The natural history of enuresis and nocturia in children and young adults with SCA and the relationship of these complications to morbidity are poorly defined. Our study supports previous reports of the higher prevalence of enuresis and nocturia among children and young adults with SCA compared with the general population. We also found that the prevalence of enuresis declines throughout childhood, but continues to be a persistent problem for many young adults with SCA. Unlike enuresis, the prevalence of nocturia remains relatively constant throughout childhood and young adulthood ().
The mechanism underlying the increased rate of enuresis among children with SCA is not clearly delineated. Previously, repetitive infarcts to the renal medulla were thought to be responsible for the high prevalence of enuresis in children with SCA. These infarcts purportedly affected the ability of the kidney to concentrate urine, resulting in a form of nephrogenic diabetes insipidus and subsequent high urine volumes.1
However, when Readett et al.
compared the urine osmolality of eneuretic children with SCA with those without enuresis, they did not find a significant difference in urine osmolality after a water deprivation test. Instead, the authors reported that children with SCA and enuresis had a lower maximum functional bladder capacity compared with phenotype-, age-, and gender-matched controls.12
Furthermore, other factors may contribute to enuresis among children with SCA, such as social and environmental factors and decreased arousal during sleep.12
Few studies have examined therapeutic interventions for enuresis or nocturia in children with SCA. Figueroa et al.

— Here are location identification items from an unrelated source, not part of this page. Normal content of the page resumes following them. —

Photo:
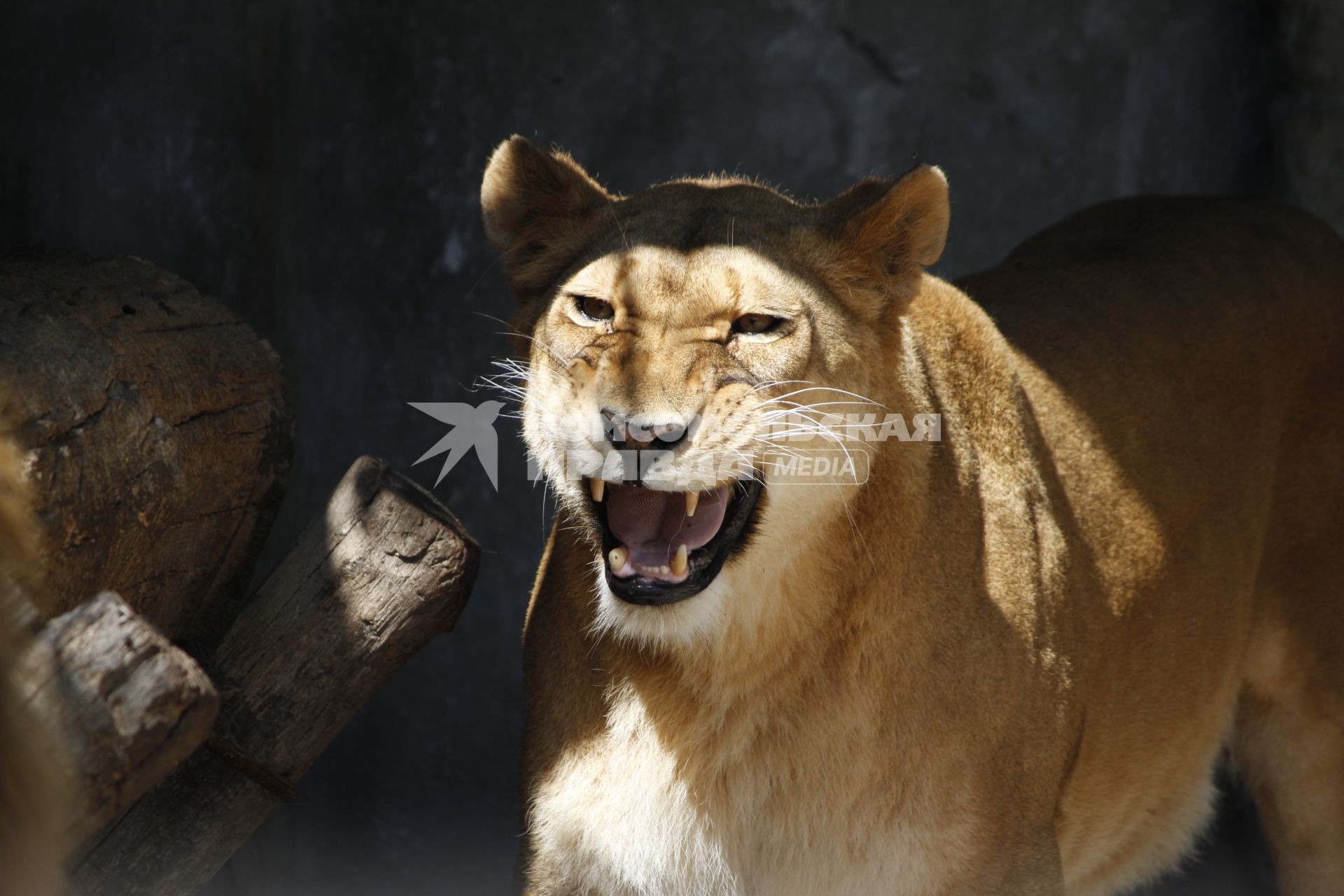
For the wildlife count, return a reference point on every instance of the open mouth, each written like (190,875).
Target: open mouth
(662,547)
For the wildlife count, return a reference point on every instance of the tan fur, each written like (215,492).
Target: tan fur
(1011,660)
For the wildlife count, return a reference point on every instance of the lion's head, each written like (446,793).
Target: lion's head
(683,340)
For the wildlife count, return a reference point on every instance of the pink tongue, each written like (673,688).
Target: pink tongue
(654,524)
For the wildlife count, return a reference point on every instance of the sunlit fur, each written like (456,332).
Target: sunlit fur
(1011,660)
(31,786)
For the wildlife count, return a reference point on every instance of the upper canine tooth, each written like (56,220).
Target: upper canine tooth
(678,564)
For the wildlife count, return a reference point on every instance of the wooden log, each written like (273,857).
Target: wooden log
(127,704)
(156,430)
(372,580)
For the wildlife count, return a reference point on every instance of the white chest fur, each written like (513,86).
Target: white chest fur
(617,820)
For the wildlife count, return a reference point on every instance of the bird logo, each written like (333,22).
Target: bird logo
(472,428)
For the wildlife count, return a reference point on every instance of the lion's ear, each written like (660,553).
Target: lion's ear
(530,194)
(890,227)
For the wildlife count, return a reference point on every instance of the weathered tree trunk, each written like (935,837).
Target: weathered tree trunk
(378,574)
(128,706)
(156,429)
(1308,115)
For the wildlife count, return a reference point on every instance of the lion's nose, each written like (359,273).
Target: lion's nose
(631,431)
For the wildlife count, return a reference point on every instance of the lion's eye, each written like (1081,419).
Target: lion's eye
(594,309)
(756,324)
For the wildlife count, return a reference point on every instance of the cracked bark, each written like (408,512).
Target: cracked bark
(100,358)
(381,571)
(130,706)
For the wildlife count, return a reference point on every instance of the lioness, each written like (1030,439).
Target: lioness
(1004,662)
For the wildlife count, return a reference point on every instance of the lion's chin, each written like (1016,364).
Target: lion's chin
(663,547)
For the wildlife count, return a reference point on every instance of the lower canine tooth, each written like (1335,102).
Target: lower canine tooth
(679,562)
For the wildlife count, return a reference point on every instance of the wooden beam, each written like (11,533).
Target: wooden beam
(371,580)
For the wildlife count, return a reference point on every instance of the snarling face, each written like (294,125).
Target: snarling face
(686,340)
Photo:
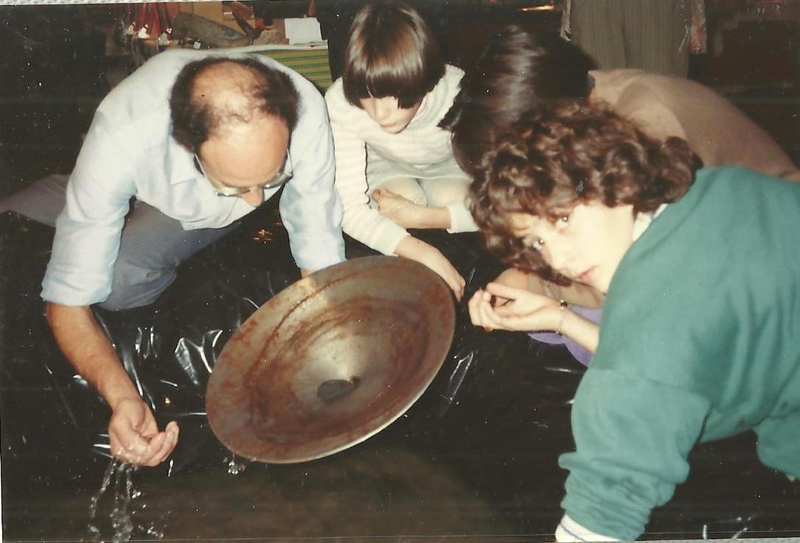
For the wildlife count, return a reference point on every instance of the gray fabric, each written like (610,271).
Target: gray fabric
(151,248)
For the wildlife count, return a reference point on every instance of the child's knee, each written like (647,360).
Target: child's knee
(443,192)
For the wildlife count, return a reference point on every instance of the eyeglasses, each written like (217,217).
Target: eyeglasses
(281,178)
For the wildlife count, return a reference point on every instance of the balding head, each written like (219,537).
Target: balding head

studied desmopressin acetate in a group of 10 children with SCA and enuresis.7
Enuretic episodes resolved in 4 participants and improved in 2 more children. Although the results suggest a benefit for desmopressin acetate, no definitive conclusions can be drawn from this small observational study. Further studies are needed to elucidate more carefully the pathogenesis of enuresis and nocturia in SCA, and afterward, therapeutic studies aimed at potential targets can be conducted.
In our study, we examined one potential etiology of enuresis and nocturia among individuals with SCA, vasoocclusion– related morbidity. Previous studies have not rigorously examined the relationships among SCA-related morbidity, such as pain and ACS episodes, and enuresis and nocturia. Participants in our cohort were observed for an average of 2.8 years after enuresis was reported and we did not find an increased rate of pain or ACS episodes in children or young adults with enuresis or nocturia compared with those without enuresis or nocturia. Despite these negative findings, enuresis and nocturia may still be due to SCA-related factors. Other morbidities common in individuals with SCA, such as pulmonary hypertension, leg ulcers, and priapism, are not clearly associated with pain and ACS episodes.17,18
As expected in a cohort study that was not designed specifically to address the prevalence of enuresis, there are limitations to our study. Although the International Children’s Continence Society broadly defines enuresis as intermittent incontinence while sleeping, enuresis is typically categorized as monosymptomatic (no history of lower urinary tract symptoms, excluding nocturia, and without a history of bladder dysfunction) and non-monosymptomatic enuresis (often due to bladder overactivity).19
Owing to our study design, we could not determine whether lower urinary tract symptoms were present in our study population. The ability to classify enuresis into monosymptomatic and non-monsymptomatic is important for understanding the mechanism of enuresis in this population. Another limitation of our study is that many children who were eligible for our cohort did not complete the questions related to enuresis and nocturia on the annual history form, and thus selection bias may have influenced our results. The CSSCD was an observational, natural history study and individuals who did not complete all study-related activities were still included in the analysis. Finally, our prevalence data were determined with a cross-sectional as opposed to longitudinal design. Cross-sectional prevalence data may reflect differences between individuals in the cohort instead of changes within an individual over time. In this study, we did not perform a longitudinal analysis because there were too few individuals with repeated responses to the questionnaire. Despite these limitations, our study provides evidence suggesting that enuresis and nocturia are a problem not only for children with SCA, but also for adults.